The best smell in the world, Faith thought as she meandered through the woods, staring up at the captured sunlight and holding her secret happiness cradled deep in her chest, was Gray Rouillard. Faith lived for the glimpses of him she got in town, and if she was close enough to hear the deep, dark rumble of his voice, she trembled with joy. Today she’d gotten close enough to smell him, and he had actually touched her! She was still giddy from the experience.

She had gone into the drugstore in Prescott with Jodie, her older sister, because Jodie had stolen a couple of bucks from Renee’s purse and wanted to buy some fingernail polish. Jodie’s smell was orange and yellow, a pale imitation of Renee’s scent. They had been coming out of the drugstore, the precious hot pink polish carefully tucked into Jodie’s bra so Renee wouldn’t see it. Jodie had been wearing a bra for almost three years now, and she was only thirteen, a fact she used to taunt Faith whenever she thought about it, because Faith was eleven and still didn’t have any boobs. Lately Faith’s flat, childish little nipples had begun to swell, though, and she was in an agony of embarrassment that someone would notice them. She had been intensely conscious of them poking out under the thin, purple LSU T-shirt she wore, but when they almost collided with Gray on the sidewalk as he was going into the drugstore and they were coming out, Faith forgot about the flimsiness of her shirt.

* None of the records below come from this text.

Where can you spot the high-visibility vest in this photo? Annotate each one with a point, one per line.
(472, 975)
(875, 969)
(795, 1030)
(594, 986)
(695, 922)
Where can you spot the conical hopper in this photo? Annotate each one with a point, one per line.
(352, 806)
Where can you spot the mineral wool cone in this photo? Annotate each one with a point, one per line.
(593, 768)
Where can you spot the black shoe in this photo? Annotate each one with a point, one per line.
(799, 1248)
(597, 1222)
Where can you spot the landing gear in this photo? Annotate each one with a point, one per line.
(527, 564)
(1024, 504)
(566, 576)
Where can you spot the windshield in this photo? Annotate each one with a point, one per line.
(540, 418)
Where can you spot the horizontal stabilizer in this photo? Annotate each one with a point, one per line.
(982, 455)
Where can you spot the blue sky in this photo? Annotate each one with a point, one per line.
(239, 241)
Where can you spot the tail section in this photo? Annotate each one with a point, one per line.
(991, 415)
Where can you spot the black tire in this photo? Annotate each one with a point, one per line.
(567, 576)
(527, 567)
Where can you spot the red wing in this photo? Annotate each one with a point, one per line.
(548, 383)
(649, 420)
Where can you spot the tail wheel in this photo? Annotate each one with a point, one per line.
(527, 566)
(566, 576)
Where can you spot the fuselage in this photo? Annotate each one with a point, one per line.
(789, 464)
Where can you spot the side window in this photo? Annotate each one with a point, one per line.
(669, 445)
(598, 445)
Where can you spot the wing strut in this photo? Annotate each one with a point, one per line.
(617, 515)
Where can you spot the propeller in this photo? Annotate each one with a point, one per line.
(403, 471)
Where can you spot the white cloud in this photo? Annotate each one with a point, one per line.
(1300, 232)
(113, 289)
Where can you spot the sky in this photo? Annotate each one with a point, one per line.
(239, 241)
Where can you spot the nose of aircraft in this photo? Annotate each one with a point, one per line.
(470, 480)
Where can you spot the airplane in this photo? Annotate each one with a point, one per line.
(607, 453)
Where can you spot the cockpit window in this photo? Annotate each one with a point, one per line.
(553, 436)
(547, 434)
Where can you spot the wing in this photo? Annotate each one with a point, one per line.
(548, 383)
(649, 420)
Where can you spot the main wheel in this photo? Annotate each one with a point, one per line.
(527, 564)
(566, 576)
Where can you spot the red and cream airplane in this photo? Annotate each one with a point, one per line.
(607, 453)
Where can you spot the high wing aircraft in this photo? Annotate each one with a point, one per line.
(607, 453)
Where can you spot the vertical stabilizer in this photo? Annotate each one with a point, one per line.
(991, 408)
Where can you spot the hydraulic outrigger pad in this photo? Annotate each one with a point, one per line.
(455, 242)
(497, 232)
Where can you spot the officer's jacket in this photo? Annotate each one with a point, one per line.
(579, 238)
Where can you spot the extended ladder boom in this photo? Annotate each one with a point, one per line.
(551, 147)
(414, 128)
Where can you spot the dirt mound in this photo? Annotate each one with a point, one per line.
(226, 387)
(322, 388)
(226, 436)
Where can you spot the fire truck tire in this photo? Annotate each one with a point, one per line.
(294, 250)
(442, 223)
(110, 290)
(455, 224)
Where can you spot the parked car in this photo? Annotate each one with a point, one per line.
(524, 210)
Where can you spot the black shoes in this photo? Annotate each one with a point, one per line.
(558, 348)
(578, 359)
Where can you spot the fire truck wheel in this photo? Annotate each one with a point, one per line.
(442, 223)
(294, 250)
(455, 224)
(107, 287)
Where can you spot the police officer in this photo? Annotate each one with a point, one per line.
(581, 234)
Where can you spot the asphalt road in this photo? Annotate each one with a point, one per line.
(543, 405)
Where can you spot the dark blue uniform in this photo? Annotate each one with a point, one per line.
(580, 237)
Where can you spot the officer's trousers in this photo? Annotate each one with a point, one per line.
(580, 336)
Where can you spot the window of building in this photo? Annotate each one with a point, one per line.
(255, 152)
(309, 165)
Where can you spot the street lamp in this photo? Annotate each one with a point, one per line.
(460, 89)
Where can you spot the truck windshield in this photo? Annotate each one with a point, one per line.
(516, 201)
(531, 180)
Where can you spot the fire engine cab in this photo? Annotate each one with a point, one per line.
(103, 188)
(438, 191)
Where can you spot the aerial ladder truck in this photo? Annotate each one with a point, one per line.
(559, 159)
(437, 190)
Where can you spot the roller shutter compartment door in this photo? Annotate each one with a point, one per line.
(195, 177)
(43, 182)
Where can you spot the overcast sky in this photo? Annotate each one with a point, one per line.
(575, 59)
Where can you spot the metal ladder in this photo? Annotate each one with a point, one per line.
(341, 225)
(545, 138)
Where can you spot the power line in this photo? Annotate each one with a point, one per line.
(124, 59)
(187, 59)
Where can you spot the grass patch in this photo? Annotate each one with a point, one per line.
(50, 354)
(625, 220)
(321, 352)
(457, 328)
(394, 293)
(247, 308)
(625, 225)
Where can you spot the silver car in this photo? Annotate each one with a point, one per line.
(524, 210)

"Nice shirt," Gray had said, amusement dancing in his dark eyes, and patted her on the shoulder. Gray was home for the summer from college. He played football for LSU, a starting linebacker in his freshman year. He was nineteen, six foot three and still growing, and weighed a hard-packed two hundred thirty pounds. Faith knew because she’d read all that in the sports page of the local newspaper. She knew he ran a 4.6 forty, and had great lateral speed, whatever that was. She also knew that he was beautiful, not in a pretty way, but in the same wild, powerful way that his father’s prize stallion, Maximillian, was beautiful. His French Creole ancestry was obvious in his dark coloring, and in the clear, strong bones of his face. His thick black hair hung down to his shoulders, making him look like a medieval warrior accidentally set down in the present time. Faith read every romance about medieval knights and their fair

ladies that she could get her hands on, so she knew a knight when she saw one. Her shoulder had tingled where Gray touched it, and her swelling nipples throbbed, making her blush and duck her head. Her senses were whirling dizzily with his scent, a rich, indefinable blend that she couldn’t describe, warm and musky, with an even deeper red than Renee’s, full of tantalizing colors in deep, luxurious hues.